A design-and-make project focused on developing a model electric VTOL vehicle from brief analysis through concept development, manufacturing, and evaluation.
The project began by extracting key constraints from the brief: an automatically opening door, a fuselage compartment, seating for two, minimum four turbines, fixed size limits, and low-voltage electrical power.
From these, secondary design questions were derived: cockpit visibility, passenger access, door actuation packaging, rotor arrangement, and how to preserve aerodynamic intent despite model-scale manufacturing limits.
Existing eVTOL architectures were reviewed to compare trade-offs between stability, efficiency, and mechanical complexity. Concept work considered fixed-rotor configurations, vectored thrust systems, and drivetrain transfer ideas for distributing power.

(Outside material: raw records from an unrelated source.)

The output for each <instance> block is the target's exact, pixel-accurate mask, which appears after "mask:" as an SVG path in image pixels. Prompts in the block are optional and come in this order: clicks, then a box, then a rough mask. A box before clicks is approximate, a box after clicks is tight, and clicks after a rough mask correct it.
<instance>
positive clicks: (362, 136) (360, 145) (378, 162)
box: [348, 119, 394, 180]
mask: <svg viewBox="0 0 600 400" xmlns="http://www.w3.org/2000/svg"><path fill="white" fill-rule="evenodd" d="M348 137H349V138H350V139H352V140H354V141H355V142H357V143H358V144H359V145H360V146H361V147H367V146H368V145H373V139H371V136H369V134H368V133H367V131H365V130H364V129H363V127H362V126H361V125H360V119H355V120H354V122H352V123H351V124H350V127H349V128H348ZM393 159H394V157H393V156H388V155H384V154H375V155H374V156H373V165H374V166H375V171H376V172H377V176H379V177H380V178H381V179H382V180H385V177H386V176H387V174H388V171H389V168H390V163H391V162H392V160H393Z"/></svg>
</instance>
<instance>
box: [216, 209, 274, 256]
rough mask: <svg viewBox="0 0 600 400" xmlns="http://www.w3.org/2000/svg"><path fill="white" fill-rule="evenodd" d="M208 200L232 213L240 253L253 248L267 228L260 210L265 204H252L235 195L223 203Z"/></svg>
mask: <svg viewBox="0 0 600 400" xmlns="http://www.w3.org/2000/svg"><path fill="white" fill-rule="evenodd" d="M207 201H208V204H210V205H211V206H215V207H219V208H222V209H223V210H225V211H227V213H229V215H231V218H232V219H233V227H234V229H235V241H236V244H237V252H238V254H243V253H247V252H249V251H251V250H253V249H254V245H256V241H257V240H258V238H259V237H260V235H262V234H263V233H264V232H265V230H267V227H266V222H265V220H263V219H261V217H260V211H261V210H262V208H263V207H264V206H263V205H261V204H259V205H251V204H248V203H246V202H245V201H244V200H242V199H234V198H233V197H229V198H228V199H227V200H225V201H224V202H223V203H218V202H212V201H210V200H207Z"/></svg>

Door mechanisms were also explored in parallel, including lead-screw based linear motion to meet the automatic opening requirement in a compact, model-friendly format.
The selected concept combined aerodynamic bodywork with workshop-ready methods. A lofted CAD hull was used to generate mold geometry for vacuum forming. Trial parts exposed heat-related warping in early tooling and required material/process changes.
Design-for-manufacture updates included improved mold support, release taper on vertical surfaces, and surface preparation to reduce print layer transfer onto formed parts.
Body-to-structure joining was resolved with an internal support rim and mechanical fastening strategy. Window and windshield shaping were tested separately to improve conformity against curved geometry.
Where seamless transitions were difficult between formed components, visual detailing was used to make seams intentional and coherent with the design language of the final model.
Testing focused on process reliability, fit quality, and assembly repeatability. Iteration from failed or imperfect trials directly informed tooling changes, heating windows, and finishing methods.
Final evaluation considered both technical compliance with the brief and the quality of manufacture and documentation expected in a complete engineering portfolio.
The portfolio concludes with production drawings and planning documents used to communicate dimensions, manufacturing sequence, and assembly intent across the full build.
This Model EVTOL project demonstrates an end-to-end engineering workflow: interpreting constraints, evaluating alternatives, selecting a manufacturable concept, and refining output through iterative testing.
The final outcome emphasizes practical decision-making and process control as much as final appearance, showing how design intent can be translated into a robust physical model under real workshop conditions.